Эварха и Хаэльдис вновь переглянулись. Очень уж всё это напоминало им события не слишком давние, но слишком памятные и неприятные.
– То бишь вы нанимаете нас, чтобы поймать целую богиню? – уточнил Эварха, хотя и так всё было понятно.
– Именно, именно, достопочтенный ловец! Хозяин мой платит исключительно хорошо. Здесь, – посетитель пошевелил кошель, – полтысячи золотых имперских ауреусов. Они в любом случае ваши, если вы только соглашаетесь на сделку. После подготовки рейда вы получите второй задаток – ещё полтысячи. И наконец, когда вы предоставите нам тварь – ещё. Окончательный расчёт. И… некоторый торг также возможен. А уж в подготовке мы окажем вам всяческое содействие и абсолютно без возмездно!
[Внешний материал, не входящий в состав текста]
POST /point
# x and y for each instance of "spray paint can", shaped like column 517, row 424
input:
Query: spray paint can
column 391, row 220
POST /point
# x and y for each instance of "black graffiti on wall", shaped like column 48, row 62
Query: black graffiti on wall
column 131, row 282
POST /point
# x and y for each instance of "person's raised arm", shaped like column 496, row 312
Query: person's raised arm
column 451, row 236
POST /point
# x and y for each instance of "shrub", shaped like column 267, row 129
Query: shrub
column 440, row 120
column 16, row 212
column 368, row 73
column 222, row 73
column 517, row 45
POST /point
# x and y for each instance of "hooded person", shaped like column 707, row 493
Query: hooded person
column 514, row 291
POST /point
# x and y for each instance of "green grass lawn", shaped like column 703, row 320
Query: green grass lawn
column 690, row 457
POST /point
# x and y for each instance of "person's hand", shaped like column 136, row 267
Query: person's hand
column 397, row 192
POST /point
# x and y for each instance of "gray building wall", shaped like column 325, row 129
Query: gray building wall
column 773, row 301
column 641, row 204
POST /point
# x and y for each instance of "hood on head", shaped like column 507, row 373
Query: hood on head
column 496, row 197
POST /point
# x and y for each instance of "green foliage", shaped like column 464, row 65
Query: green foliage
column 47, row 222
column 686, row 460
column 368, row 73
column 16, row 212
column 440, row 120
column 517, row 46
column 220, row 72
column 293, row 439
Любые амулеты, тайные пути – от Арморики до болот Каамены двести лиг по прямой, немалое, знаете ли, расстояние, а время дорого…
Эварха уже когда то ловил Древнего бога – точнее, тоже богиню. Едва жив остался, но не это было самым важным – поимка богини вовлекла его в историю столь ужасающую, что повторять её он совершенно не хотел. Хаэльдис, судя по всему, возражать не станет, если он сейчас откажется .
– Нет, мы… – начал было ловец, и тут судорога перехватила ему горло.
Голос зазвучал у него в голове – очень знакомый, старческий, с повелительной интонацией; ослушаться его было невозможно. «Вы согласитесь на эту сделку, – размеренно проговорил у него в голове Архимаг Игнациус, самый страшный человек из всех, кого ловцу только довелось повстречать. – Вы изловите эту богиню и разведаете о заказчиках всё, что сможете. Передашь мне это через Адальберта. А там подумаю, что с вами делать…»
Эварха в ужасе поднял взгляд – в глазницах крошечного черепа, обращённого к нему, сияли ослепительные звёзды. Заказчик этого видеть не мог и только удивлённо ждал ответа от внезапно умолкнувшего ловца.
Хаэльдис тоже увидела горящие глазницы Адальберта, потому вцепилась мужа в рукав.
– Мы… – Эварха прокашлялся, осторожно взял жену за руку. – Мы согласны, уважаемый… не ведаю твоего имени. Будет тебе богиня, в самонаилучшем виде. Завтра же начнём приготовления, так что оставь адрес свой, где тебя найти можно.
– А как же Вопильщики?.. – пискнула Хаэльдис.
– В бездну всех Вопильщиков, жена. Этот заказчик платит больше.
Невзрачный заказчик благосклонно кивнул. А ловец подумал: «Сдаётся мне, не задержимся мы в Араллоре. Жаль, славный мир, и контора у нас только только раскрутилась… Ну да жизнь дороже. Выполним этот клятый заказ и сбежим. А золото, оно в любом мире золото – пригодится».